Search code examples
dictionarymergecommentsruamel.yaml

Issue in preserving comments when merging 2 yamls using deepmerge python module and using ruamel.yaml


Code:

from deepmerge import always_merger
import ruamel.yaml

fileA = "source.yaml"
fileB = "dest.yaml"

yaml = ruamel.yaml.YAML()

with open(fileA,'r+') as f:
   fileAdictionary= yaml.load(f)

with open(fileB,'r+') as f:
   fileBdictionary = yaml.load(f)

result = always_merger.merge(fileAdictionary, fileBdictionary)
with open('output.yaml','w+') as f:
   yaml.dump(result,f)

source.yaml

element:
    connection:
        test: true

dest.yaml

element:
    connection:
        test: true
    networkPolicy:
        enabled: true
        # network policy has been enabled
    test_str_param: "abc"
    # comment for string parameter
    test_int_param: 10
    # comment for the integer parameter
    test_bool_param: true
    # comment for the boolean parameter

Actual Output

output.yaml

element:
  connection:
    test: true
  networkPolicy:
    enabled: true
        # network policy has been enabled
  test_str_param: abc
  test_int_param: 10
  test_bool_param: true

Problem Description

As you can see in the output.yaml, the comments for the elements test_str_param, test_int_param and test_bool_param is not preserved or carry forwarded from dest.yaml

Expectation

What needs to be done so that all the comments pertaining to all parameters are preserved in the final output.yaml

Expected Output

element:
    connection:
        test: true
    networkPolicy:
        enabled: true
        # network policy has been enabled
    test_str_param: "abc"
    # comment for string parameter
    test_int_param: 10
    # comment for the integer parameter
    test_bool_param: true
    # comment for the boolean parameter

Solution

  • What you load from your input are CommentedMap instances and these are sub-classes of dict. deepmerge handles them as dicts, but since it doesn't do anything special for the comments you lose them if keys are merged in an already existing CommentedMap (like fileAdictionary['element']), but not when a value that is merged in is a CommentedMap and doesn't exist in the fileAdictionary yet (i.e. there is no fileAdictionary['element']['networkPolicy'])

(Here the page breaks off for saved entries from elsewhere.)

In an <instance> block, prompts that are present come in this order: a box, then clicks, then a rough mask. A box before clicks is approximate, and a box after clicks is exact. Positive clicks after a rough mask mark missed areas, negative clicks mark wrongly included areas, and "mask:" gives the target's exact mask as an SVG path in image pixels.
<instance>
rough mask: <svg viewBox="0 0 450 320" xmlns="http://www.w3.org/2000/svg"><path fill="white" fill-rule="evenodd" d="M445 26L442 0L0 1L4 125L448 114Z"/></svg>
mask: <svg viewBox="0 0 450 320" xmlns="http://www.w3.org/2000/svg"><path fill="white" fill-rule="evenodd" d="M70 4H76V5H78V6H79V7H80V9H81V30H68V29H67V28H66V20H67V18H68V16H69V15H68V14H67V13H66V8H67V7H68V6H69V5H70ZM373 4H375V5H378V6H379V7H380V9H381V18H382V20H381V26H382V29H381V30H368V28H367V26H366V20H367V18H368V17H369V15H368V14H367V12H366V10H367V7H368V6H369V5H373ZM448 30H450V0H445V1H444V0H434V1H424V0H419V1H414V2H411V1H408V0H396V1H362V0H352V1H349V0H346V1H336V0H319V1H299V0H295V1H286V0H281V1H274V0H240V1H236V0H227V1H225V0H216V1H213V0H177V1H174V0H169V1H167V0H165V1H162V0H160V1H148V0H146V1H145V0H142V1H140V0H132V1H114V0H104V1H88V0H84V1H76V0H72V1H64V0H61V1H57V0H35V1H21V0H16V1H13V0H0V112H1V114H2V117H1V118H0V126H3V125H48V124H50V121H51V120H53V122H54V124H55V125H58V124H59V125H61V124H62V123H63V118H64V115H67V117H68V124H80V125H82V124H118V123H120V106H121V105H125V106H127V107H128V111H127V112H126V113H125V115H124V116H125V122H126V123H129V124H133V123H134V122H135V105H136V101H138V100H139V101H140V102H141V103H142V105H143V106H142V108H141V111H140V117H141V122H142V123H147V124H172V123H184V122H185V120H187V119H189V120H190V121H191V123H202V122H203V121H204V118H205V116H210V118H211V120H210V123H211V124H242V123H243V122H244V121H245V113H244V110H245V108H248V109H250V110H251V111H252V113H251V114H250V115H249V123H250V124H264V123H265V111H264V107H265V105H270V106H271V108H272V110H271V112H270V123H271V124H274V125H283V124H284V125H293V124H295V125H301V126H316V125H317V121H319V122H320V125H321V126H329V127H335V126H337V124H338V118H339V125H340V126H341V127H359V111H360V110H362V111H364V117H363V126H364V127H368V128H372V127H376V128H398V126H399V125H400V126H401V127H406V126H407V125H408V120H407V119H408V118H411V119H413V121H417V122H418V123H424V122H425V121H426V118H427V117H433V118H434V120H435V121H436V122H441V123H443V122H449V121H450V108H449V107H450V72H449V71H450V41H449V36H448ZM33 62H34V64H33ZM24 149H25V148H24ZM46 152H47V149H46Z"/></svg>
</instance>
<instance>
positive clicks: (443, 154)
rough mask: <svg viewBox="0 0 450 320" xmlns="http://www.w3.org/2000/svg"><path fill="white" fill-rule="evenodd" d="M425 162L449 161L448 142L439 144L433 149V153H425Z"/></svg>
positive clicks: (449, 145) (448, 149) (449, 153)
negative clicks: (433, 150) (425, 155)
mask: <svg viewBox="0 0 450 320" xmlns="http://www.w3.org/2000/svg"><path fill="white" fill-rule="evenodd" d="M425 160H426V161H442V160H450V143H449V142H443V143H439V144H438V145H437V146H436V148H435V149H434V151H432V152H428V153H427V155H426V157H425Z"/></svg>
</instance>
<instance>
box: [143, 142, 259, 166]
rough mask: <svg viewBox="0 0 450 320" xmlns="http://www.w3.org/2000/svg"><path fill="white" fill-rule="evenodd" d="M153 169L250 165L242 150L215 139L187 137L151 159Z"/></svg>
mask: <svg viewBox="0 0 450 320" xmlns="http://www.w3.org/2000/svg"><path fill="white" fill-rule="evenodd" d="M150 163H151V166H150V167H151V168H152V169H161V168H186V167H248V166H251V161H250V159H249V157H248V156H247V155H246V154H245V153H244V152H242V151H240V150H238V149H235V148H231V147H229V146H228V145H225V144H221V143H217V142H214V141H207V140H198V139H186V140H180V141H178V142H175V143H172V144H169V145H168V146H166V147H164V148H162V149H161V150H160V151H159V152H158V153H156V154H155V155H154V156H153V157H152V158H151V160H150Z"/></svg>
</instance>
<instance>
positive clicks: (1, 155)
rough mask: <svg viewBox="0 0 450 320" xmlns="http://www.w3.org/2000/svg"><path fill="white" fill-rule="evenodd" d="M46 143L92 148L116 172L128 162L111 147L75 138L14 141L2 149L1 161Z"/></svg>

    deepmerge allows you to add your own strategies, but I am not sure what is the best/recommended procedure to add new types:

    import sys
    from pathlib import Path
    # from deepmerge import always_merger
    import deepmerge
    import ruamel.yaml
    RYCM = ruamel.yaml.comments.CommentedMap
    
    class CommentedMapStrategies(deepmerge.strategy.core.StrategyList):
        NAME = 'CommentedMap'
    
        @staticmethod
        def strategy_merge(config, path, base, nxt):
            for k, v in nxt.items():
                if k not in base:
                    base[k] = v
                else:
                    base[k] = config.value_strategy(path + [k], base[k], v)
            try:
                for k, v in nxt.ca.items.items():
                    base.ca.items[k] = v
            except AttributeError:
                pass
        
            return base
    
        @staticmethod
        def strategy_override(config, path, base, nxt):
            """
            move all keys in nxt into base, overriding
            conflicts.
            """
            return nxt
    
    # insert as it needs to be before 'dict'
    deepmerge.DEFAULT_TYPE_SPECIFIC_MERGE_STRATEGIES.insert(0, (RYCM, 'merge'))
    Merger = deepmerge.merger.Merger
    Merger.PROVIDED_TYPE_STRATEGIES[RYCM] = CommentedMapStrategies
    
    always_merger = Merger(deepmerge.DEFAULT_TYPE_SPECIFIC_MERGE_STRATEGIES, ['override'], ['override'])
    
    fileA = Path('source.yaml')
    fileB = Path('dest.yaml')
    
    yaml = ruamel.yaml.YAML()
    yaml.indent(mapping=4)
    result = always_merger.merge(yaml.load(fileA), yaml.load(fileB))
    yaml.dump(result, sys.stdout)
    

    which gives:

    element:
        connection:
            test: true
        networkPolicy:
            enabled: true
            # network policy has been enabled
        test_str_param: abc
        # comment for string parameter
        test_int_param: 10
        # comment for the integer parameter
        test_bool_param: true
        # comment for the boolean parameter
    

    Depending on where you have comments in your YAML documents, you might have to amend/complete the comment copying in strategy_merge.

    Please note that the above relies on CommentedMap internals that might change, so pin the ruamel.yaml version and test before upgrading it.